A big chunk of the novel takes place in the ’70s, sort of the tail end of the Vietnam War, which was very much out of favor. The more modern-day storyline is right after 9/11. It’s very much “Let’s go to war, let’s get those guys.” That juxtaposition of one war that was very supported and one that wasn’t was very interesting to me.

Q: How long have you wanted to be a writer?

A: Pretty much my entire life. My dad (Tom Gable) used to work at the Union-Tribune, and he was a writer. He gave me a book when I turned 10 called “Someday You’ll Write,” because he saw I was interested. I started writing then. My parents still have in their house horrible manuscripts I wrote when I was in junior high. I went to college (William & Mary) and studied accounting, because of course that’s what writers do.

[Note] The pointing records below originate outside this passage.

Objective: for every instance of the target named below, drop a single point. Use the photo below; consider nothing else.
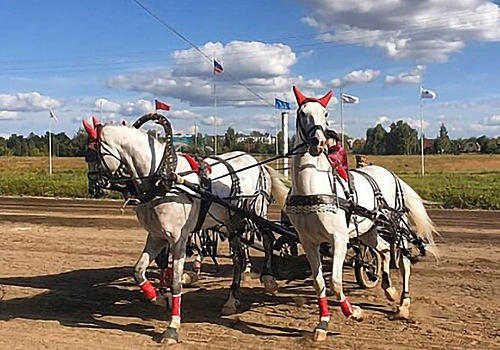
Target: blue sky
(78, 56)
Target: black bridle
(103, 178)
(307, 136)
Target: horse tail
(278, 188)
(425, 228)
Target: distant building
(429, 145)
(472, 146)
(266, 139)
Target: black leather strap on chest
(319, 203)
(235, 180)
(206, 184)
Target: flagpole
(276, 122)
(342, 116)
(215, 113)
(422, 132)
(50, 146)
(195, 137)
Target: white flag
(350, 99)
(53, 115)
(427, 93)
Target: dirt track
(65, 279)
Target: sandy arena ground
(65, 283)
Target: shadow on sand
(81, 298)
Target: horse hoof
(170, 336)
(403, 313)
(390, 293)
(230, 308)
(357, 313)
(161, 300)
(320, 335)
(270, 284)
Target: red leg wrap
(148, 290)
(176, 305)
(323, 307)
(197, 266)
(346, 308)
(166, 277)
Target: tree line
(400, 139)
(403, 139)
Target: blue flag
(279, 104)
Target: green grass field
(465, 181)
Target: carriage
(162, 185)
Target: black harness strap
(206, 184)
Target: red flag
(161, 105)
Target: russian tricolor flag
(218, 67)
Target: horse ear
(325, 99)
(90, 130)
(96, 121)
(299, 96)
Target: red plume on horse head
(91, 130)
(95, 121)
(301, 99)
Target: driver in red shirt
(336, 154)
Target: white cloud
(407, 29)
(412, 77)
(493, 120)
(8, 115)
(360, 76)
(27, 102)
(306, 54)
(262, 68)
(137, 108)
(415, 123)
(183, 114)
(210, 121)
(241, 59)
(265, 121)
(336, 82)
(356, 77)
(383, 120)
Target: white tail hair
(425, 228)
(278, 188)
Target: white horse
(169, 218)
(311, 207)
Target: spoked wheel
(367, 267)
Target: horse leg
(339, 245)
(165, 271)
(171, 334)
(314, 258)
(266, 275)
(238, 256)
(384, 249)
(404, 306)
(151, 250)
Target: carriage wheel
(286, 246)
(367, 267)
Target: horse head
(312, 120)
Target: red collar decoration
(301, 99)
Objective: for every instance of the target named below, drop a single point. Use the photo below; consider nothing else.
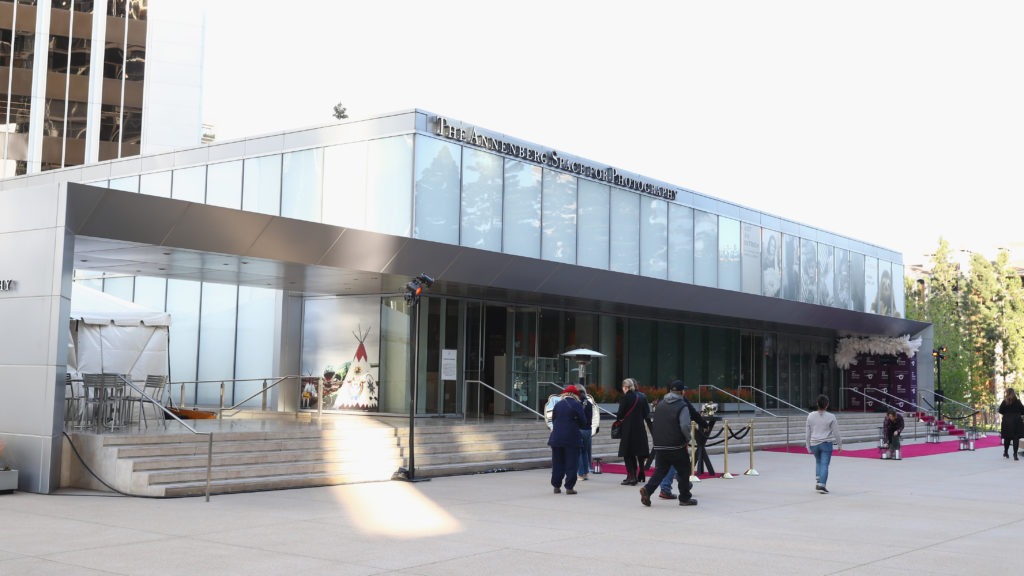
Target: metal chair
(73, 402)
(104, 401)
(154, 387)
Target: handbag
(616, 426)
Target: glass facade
(426, 188)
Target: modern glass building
(290, 254)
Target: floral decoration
(848, 348)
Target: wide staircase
(271, 453)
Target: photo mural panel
(878, 381)
(341, 351)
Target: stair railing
(756, 408)
(969, 411)
(238, 405)
(173, 416)
(868, 398)
(501, 394)
(918, 409)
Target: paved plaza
(948, 513)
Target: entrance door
(485, 359)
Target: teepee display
(358, 386)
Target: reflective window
(808, 271)
(345, 186)
(261, 184)
(729, 271)
(301, 184)
(558, 210)
(223, 184)
(127, 183)
(771, 262)
(857, 280)
(216, 341)
(189, 183)
(157, 183)
(253, 354)
(182, 304)
(826, 275)
(680, 243)
(438, 169)
(885, 302)
(625, 232)
(870, 283)
(521, 229)
(653, 238)
(791, 266)
(389, 191)
(751, 258)
(705, 249)
(899, 292)
(481, 200)
(843, 297)
(594, 228)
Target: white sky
(890, 121)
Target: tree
(938, 301)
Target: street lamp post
(939, 355)
(413, 291)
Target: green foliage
(979, 317)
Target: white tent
(112, 335)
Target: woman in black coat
(1012, 427)
(634, 411)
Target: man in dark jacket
(672, 436)
(566, 420)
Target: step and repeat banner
(891, 379)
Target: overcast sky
(894, 122)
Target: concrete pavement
(949, 513)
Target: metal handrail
(961, 404)
(561, 387)
(864, 408)
(209, 444)
(499, 393)
(776, 399)
(222, 382)
(262, 392)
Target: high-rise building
(84, 81)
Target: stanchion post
(725, 466)
(752, 471)
(693, 451)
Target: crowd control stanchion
(725, 464)
(693, 451)
(752, 471)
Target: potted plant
(8, 477)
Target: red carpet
(908, 450)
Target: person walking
(634, 411)
(822, 435)
(1012, 427)
(587, 433)
(566, 421)
(672, 438)
(892, 430)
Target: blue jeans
(822, 455)
(585, 452)
(667, 483)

Q: I was going to ask you about that.

A: It’s kind of funny because it does seem very different. I did know that I wanted to live in San Diego, and so I was going to need an actual job and not be a starving artist. But I think ultimately it actually helps with the writing because you do have to have structure and balance in your writing, and that’s very much part of accounting and finance.

I accidentally got put in an accounting class in high school at Torrey Pines, and I ended up loving it, so that’s what I decided to major in. I knew after college I was going to need to support myself. I could always write on the side. Many, many years later I decided to do something with it.

Q: You have a day job here in San Diego (investor relations for a software company) and a family with kids. So are you an early riser or a night owl when it comes to your writing?

A: I’m definitely an early riser. If I’m doing something at night, it’s usually my other work. I was reading something in a writing magazine recently, some advice thing, and it was saying something along the lines of how being very busy is good for writing, because then it feels like an escape rather than a chore. And for me that’s so true. It feels like a treat to me. It is an escape. My husband plays golf; I write books.

Q: What do you enjoy about doing it?

A: It’s so hard to say. It’s just fun for me. I like thinking about the characters. I like exploring different topics. And I can get so wrapped up in the research. That’s probably my favorite part, really. Any book that sends me Googling to find out more — I love that, and I hope the books I write send the readers Googling, too.